Fourth, it makes style more useful for AI-assisted theme creation. AI systems perform better when the system provides explicit boundaries, known failure modes, and structured distinctions instead of aesthetic prompts alone. That is consistent with ttoss’s broader emphasis on semantic contracts and closed-loop, structurally constrained systems.

Inclusion criteria

A style is worth documenting only when it is more than a loose aesthetic label.

In this library, a style reference should be:

  • historically or culturally recognizable
  • formally identifiable across multiple visual dimensions
  • useful as a source of constraints for themes
  • capable of being discussed in terms of tradeoffs, not only preference
  • bounded enough to avoid becoming a catch-all category

Some references are included because they are strong foundations. Others are included because they are cautionary, comparative, or useful sources of selective borrowing. Recommendation level is therefore not the same as relevance.

Relationship to tokens

Style references do not create a second semantic layer.

They must not introduce public token names such as flat.button, glass.surface, or brutalist.border. Appearance must not replace meaning. Semantic token names continue to express role, context, dimension, state, or analytical function — never visual trend names.

Instead, a style reference may influence:

  • core value selection
  • semantic mapping posture
  • allowed visual ranges per family
  • mode tuning
  • component or pattern recipes when token control is insufficient

This keeps the system themeable and expressive without compromising semantic stability. Carbon’s theme model is an important precedent: tokens remain universal, roles remain stable, and only values vary to produce a different aesthetic. (carbondesignsystem.com)

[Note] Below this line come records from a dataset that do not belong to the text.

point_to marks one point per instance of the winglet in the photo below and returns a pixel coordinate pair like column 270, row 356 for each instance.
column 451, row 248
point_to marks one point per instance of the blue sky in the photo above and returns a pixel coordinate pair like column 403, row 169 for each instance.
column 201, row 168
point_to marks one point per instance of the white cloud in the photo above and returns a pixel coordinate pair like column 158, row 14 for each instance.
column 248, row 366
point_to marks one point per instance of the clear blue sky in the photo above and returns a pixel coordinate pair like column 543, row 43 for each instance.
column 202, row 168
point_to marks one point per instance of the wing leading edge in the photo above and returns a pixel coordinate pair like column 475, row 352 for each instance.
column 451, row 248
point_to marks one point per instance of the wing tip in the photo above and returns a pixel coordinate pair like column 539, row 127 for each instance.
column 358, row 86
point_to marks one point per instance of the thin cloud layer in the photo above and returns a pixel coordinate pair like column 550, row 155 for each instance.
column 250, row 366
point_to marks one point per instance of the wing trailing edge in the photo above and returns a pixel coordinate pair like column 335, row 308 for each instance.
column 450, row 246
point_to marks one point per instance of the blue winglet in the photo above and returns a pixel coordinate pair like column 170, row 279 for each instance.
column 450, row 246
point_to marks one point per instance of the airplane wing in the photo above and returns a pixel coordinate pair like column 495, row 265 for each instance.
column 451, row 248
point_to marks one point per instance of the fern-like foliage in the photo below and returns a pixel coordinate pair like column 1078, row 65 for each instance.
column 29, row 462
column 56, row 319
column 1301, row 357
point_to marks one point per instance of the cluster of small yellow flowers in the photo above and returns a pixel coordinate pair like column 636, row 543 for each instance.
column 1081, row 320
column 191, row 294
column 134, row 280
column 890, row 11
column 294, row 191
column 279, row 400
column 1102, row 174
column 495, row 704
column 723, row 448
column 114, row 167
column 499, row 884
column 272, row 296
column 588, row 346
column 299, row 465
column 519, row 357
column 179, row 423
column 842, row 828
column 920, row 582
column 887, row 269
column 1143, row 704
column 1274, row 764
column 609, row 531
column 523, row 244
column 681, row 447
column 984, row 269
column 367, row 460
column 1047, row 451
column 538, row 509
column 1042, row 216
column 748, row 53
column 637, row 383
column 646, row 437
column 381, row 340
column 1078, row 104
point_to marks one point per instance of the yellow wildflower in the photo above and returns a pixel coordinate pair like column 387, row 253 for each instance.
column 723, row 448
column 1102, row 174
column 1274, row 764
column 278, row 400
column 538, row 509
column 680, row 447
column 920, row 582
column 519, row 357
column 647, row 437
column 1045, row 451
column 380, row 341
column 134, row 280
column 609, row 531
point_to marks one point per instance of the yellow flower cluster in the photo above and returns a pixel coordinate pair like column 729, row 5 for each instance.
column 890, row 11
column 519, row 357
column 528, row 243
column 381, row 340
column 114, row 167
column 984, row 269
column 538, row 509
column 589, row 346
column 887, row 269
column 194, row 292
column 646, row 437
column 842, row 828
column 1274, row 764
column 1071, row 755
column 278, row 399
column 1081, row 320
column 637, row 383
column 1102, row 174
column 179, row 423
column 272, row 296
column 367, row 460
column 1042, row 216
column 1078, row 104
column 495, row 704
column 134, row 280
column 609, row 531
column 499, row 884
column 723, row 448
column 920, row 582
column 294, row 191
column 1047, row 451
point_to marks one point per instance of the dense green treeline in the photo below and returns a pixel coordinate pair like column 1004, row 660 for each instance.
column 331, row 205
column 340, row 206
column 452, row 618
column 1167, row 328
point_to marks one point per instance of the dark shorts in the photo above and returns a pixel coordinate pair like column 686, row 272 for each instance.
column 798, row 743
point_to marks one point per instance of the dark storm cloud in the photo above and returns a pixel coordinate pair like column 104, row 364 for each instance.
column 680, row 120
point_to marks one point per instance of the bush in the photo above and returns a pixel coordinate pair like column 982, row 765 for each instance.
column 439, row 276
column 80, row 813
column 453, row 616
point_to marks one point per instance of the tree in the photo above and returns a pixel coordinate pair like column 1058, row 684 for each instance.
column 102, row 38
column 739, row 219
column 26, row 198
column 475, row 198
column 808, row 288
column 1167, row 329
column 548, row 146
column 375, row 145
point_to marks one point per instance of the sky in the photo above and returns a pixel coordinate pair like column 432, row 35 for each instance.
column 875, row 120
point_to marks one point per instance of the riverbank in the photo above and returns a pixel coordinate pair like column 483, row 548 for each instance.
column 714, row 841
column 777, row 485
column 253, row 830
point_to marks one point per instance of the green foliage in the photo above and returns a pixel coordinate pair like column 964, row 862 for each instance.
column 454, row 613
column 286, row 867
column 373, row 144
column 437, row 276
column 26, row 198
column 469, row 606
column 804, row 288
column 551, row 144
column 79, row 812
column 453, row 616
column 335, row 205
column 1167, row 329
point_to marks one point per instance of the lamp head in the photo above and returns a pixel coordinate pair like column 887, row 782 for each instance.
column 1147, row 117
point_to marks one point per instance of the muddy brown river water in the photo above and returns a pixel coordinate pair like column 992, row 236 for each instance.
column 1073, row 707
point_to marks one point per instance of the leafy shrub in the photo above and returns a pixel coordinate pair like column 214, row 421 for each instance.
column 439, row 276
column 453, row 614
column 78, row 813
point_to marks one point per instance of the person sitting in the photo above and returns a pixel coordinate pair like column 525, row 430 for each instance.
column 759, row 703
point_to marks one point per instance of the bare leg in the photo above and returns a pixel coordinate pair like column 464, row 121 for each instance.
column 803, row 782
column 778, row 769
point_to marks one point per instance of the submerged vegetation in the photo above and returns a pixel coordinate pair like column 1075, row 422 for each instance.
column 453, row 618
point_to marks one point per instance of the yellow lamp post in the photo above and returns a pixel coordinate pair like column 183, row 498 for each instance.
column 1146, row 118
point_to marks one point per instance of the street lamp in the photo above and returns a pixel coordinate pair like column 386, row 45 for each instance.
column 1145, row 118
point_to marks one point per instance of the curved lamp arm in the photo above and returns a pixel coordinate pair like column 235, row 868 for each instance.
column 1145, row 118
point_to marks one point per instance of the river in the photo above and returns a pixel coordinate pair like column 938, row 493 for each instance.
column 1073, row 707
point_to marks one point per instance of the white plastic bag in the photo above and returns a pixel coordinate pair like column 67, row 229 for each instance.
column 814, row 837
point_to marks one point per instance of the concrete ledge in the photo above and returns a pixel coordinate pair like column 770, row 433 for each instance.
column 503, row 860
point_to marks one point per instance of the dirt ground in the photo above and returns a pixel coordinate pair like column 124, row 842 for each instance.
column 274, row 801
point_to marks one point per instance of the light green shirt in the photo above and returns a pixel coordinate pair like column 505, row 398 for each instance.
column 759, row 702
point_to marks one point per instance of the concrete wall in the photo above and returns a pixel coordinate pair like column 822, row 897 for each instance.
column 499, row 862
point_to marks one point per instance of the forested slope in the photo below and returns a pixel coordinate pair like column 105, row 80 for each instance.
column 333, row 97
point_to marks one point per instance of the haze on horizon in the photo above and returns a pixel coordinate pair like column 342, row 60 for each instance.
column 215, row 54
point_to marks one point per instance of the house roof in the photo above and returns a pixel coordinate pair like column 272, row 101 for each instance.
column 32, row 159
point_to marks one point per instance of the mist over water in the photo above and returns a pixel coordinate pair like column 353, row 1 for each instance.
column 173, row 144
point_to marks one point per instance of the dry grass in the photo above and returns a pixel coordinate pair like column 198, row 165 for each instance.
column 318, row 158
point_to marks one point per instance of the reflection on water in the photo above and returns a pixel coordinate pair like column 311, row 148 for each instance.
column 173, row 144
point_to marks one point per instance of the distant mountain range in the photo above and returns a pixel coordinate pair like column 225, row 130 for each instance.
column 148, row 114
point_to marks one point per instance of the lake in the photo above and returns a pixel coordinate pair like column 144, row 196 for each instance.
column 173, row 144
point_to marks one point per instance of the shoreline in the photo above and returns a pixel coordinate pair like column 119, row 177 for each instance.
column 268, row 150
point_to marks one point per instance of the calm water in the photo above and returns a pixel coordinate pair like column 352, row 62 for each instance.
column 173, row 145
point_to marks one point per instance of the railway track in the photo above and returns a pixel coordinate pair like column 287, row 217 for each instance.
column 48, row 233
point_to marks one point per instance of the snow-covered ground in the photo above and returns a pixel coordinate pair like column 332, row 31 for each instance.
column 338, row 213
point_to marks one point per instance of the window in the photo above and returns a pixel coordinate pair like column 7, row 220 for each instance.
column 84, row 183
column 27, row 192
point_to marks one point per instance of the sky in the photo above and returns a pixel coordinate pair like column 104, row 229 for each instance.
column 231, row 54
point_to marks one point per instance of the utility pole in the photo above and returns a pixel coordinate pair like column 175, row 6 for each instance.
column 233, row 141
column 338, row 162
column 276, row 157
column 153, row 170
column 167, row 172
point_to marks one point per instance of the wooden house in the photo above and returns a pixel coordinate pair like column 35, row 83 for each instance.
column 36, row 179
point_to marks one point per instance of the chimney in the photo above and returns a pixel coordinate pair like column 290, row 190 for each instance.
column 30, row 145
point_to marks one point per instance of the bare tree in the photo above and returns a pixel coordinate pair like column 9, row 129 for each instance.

Relationship to archetypes and themes

Style references inform Theme Archetypes, and archetypes inform Built-in Themes.

The relationship is not one-to-one.

A theme archetype such as enterprise-neutral may be influenced by flat or minimalist references. An archetype such as expressive-premium may selectively draw from material or glass references. A theme should therefore be understood as a product-facing implementation shaped by one or more references, not as a literal export of one historical style.

What each reference document must do

Each style reference in this directory is expected to:

  1. define the style clearly
  2. explain its historical and conceptual context
  3. identify its formal signature
  4. describe what it tends to optimize for
  5. document its risks and failure modes
  6. map its impact across ttoss token families
  7. distinguish token-layer fit from recipe-layer fit
  8. propose an initial formal style profile
  9. identify likely archetype affinity

A style reference that only describes visual taste is incomplete. A style reference becomes useful only when it makes the style technically legible.

Current references

The initial set in this library covers styles that are historically significant, operationally distinct, or especially relevant to modern token-based theming:

Structural references:

Specialized references:

These references are not expected to be symmetrical in recommendation level. Some are strong sources for production archetypes. Others are valuable because they clarify limits, tradeoffs, or cautionary boundaries.

Principle

This library exists to make visual style explicit, bounded, and translatable.

The goal is not to turn ttoss into a catalog of skins. The goal is to build a disciplined reference layer that helps themes evolve visually while the semantic contract remains stable.

A good style reference should make a visual language easier to understand, easier to borrow from selectively, and harder to misuse.